You really need to find out which port in other rooms goes to which port in the basement first. In theory the cables should be all wired to the basement ports where your ONT is located. Buy several short ethernet cables for testing.

The installer provably is just a phone company worker and has no idea about networking and could have wired it wrong. You can use the tools mentioned by @bill001g, laptop with ethernet port or you probably have to hire someone to help.
 
Maybe you get lucky and they used ethernet wire to do the telephone port and you can just change out both ends to ethenet.

I would consider buying another router and use it as a AP. You would then place your current router near the ONT and place put the new router running as a AP in the dining room to provide the wifi.

Now if you really want to learn some stuff you can buy a couple small "smart" switches that support vlans. You would put one in the room by the ONT and a second in the dining room.

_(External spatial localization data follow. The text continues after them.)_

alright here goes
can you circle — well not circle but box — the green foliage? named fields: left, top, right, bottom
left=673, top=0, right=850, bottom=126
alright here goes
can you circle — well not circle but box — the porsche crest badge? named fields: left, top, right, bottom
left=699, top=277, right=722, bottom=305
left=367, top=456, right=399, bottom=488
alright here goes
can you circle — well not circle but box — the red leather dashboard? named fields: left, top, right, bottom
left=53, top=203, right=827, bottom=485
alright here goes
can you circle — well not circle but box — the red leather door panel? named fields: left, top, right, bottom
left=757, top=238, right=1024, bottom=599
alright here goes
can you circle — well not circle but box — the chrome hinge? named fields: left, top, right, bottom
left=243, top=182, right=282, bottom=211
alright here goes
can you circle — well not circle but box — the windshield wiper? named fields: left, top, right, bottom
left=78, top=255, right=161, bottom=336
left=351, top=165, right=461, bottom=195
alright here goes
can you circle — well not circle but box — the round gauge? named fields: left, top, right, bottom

These are still pretty cheap, tplink 8 port ones are about $25. What you can then do is carry 2 different vlans over the same cable. In effect you make 1 cable into many. Not hard but it takes a while before the concept of virtual things becomes clear.

The downside is you will cap your internet bandwidth to 500mbps because there still is only 1 actual gigabit cable and you are sending the data over it twice.
 
Thanks - on closer inspection, the 2nd port is for a telephone connection :-(

What else can I try ?
Realistically I think you need to figure out the wiring situation because the plugs near the ONT should be wired to something. Either get testing equipment or use the router itself to test the links and if you do that just plug in the router to an ethernet port you haven't identified and use the cable out of the ONT which works to determine which port connects where and then label them. Solving the physical cabling situation absolutely needs to come first before doing anything else.